DAISM: Digital Approximate In-SRAM Multiplier-based Accelerator for DNN Training and Inference
Lorenzo Sonnino, Shaswot Shresthamali, Yuan He, Masaaki Kondo
TL;DR
This work targets the data-movement bottleneck in DNN GEMMs by introducing a digital in-SRAM approximate multiplier and the DAISM accelerator. The multiplier uses bit-parallel full-line activation to perform in-memory multiplication as a wired-OR of partial products, avoiding complex adder trees, and can be augmented with pre-computed partial-sum values to recover accuracy. The DAISM architecture leverages this multiplier, exploring FP mantissa processing with bf16 and PC2/PC3 variants, including truncation modes to trade accuracy for energy and throughput.
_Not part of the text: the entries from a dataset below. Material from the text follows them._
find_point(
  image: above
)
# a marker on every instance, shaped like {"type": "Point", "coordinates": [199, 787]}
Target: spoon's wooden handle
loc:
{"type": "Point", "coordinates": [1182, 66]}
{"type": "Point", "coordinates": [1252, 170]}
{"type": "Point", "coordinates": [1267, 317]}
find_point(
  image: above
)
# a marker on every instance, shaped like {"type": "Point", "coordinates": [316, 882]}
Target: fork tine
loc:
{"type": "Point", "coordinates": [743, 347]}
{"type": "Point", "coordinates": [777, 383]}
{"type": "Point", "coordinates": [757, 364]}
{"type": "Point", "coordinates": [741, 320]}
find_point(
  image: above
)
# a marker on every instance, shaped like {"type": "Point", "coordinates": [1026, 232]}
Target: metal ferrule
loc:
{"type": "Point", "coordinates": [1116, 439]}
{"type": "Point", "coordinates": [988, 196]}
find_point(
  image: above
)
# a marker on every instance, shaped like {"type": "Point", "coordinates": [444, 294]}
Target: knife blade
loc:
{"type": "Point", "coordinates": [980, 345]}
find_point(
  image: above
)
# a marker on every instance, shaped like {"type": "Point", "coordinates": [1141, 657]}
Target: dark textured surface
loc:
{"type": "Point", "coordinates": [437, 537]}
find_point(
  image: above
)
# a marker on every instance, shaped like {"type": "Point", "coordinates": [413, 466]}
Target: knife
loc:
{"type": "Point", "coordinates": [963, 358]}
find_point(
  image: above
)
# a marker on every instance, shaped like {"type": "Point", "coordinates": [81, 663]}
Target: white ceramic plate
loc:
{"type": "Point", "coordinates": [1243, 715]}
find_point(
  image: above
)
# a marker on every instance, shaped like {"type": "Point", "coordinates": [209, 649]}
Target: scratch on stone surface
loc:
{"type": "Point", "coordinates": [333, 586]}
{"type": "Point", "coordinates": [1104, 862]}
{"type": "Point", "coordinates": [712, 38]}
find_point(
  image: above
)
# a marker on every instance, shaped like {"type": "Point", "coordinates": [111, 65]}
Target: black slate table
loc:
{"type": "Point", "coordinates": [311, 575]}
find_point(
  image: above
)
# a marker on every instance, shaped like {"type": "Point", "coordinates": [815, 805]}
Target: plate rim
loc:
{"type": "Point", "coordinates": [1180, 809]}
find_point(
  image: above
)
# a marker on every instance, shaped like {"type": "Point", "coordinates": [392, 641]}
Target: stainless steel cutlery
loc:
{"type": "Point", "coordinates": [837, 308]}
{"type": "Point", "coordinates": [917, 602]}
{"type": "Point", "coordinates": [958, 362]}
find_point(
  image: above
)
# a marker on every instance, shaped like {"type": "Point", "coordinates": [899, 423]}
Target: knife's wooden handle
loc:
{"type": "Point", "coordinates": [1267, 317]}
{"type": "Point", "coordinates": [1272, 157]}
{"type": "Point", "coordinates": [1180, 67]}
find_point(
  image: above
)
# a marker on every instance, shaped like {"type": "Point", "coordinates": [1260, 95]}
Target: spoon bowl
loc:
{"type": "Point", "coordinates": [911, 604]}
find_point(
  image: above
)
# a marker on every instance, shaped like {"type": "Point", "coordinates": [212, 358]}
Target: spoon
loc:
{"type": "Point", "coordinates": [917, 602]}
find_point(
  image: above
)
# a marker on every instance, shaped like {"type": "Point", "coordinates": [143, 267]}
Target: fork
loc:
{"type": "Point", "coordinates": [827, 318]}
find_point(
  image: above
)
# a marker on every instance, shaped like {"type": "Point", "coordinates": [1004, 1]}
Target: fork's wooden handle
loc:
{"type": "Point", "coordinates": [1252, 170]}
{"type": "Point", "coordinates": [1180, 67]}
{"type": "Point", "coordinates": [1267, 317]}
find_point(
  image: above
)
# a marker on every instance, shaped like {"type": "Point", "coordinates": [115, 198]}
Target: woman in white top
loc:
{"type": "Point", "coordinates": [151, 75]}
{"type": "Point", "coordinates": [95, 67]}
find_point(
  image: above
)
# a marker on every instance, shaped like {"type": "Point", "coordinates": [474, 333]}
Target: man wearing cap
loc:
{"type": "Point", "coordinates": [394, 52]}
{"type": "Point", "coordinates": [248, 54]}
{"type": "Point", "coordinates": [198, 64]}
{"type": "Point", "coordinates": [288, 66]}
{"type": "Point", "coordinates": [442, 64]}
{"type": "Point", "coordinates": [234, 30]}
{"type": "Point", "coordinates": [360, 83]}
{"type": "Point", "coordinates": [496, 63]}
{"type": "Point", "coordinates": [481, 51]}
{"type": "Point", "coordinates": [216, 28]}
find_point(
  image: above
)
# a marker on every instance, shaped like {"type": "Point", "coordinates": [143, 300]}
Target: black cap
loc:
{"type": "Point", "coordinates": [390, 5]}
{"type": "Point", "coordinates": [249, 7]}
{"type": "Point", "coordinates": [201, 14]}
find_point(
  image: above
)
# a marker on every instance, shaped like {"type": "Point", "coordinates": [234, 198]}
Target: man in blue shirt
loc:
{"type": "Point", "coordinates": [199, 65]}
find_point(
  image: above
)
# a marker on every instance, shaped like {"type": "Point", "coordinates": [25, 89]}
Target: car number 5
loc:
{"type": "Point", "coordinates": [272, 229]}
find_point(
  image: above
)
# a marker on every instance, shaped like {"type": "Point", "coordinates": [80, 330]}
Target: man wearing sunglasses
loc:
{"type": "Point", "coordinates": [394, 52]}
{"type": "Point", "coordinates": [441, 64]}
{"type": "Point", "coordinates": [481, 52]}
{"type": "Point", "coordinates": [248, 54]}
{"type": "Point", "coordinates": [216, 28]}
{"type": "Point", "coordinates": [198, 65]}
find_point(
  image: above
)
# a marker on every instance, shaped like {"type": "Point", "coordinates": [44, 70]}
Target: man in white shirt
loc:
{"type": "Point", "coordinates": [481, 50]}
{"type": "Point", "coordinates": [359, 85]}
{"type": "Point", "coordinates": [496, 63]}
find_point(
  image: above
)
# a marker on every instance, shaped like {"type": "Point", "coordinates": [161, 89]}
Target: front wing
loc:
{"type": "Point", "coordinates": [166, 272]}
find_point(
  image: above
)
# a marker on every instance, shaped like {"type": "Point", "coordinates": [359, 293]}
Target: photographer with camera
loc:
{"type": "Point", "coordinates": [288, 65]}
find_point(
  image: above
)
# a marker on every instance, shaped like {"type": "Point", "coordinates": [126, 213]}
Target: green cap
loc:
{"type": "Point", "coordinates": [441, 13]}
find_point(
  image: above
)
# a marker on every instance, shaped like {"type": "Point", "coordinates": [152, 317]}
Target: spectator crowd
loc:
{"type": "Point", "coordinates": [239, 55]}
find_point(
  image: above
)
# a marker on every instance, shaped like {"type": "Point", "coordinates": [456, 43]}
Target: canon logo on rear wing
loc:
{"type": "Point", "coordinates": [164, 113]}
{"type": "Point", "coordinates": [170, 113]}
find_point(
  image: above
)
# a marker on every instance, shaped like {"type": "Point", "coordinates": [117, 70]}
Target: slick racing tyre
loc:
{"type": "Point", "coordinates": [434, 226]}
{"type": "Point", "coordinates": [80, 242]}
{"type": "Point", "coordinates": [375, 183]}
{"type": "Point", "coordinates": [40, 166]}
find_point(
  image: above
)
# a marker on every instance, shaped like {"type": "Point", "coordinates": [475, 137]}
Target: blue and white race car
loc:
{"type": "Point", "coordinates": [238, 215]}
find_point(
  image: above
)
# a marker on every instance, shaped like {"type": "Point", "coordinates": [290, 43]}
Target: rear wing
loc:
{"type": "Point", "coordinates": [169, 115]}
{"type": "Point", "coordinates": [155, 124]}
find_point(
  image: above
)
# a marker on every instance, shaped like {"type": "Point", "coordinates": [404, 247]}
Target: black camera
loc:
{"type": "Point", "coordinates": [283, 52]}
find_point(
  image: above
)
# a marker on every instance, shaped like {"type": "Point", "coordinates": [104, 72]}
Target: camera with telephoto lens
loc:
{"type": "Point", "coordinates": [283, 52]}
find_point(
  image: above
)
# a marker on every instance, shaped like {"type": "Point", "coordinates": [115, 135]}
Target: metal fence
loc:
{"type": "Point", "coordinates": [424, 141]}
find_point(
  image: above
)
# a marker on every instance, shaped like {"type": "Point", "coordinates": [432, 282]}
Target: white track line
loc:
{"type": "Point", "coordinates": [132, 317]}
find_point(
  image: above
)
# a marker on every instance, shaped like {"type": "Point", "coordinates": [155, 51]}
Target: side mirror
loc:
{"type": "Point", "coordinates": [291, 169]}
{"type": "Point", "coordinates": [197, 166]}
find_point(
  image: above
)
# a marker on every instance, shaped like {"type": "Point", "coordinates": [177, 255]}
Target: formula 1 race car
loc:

Across accuracy, energy, and architectural metrics, DAISM demonstrates substantially higher area efficiency than state-of-the-art SRAM-based PIM solutions, with competitive energy efficiency and robust performance when scaling banked SRAM configurations, making it practical for edge and near-edge DNN workloads.
Abstract
DNNs are widely used but face significant computational costs due to matrix multiplications, especially from data movement between the memory and processing units. One promising approach is therefore Processing-in-Memory as it greatly reduces this overhead. However, most PIM solutions rely either on novel memory technologies that have yet to mature or bit-serial computations that have significant performance overhead and scalability issues. Our work proposes an in-SRAM digital multiplier, that uses a conventional memory to perform bit-parallel computations, leveraging multiple wordlines activation. We then introduce DAISM, an architecture leveraging this multiplier, which achieves up to two orders of magnitude higher area efficiency compared to the SOTA counterparts, with competitive energy efficiency.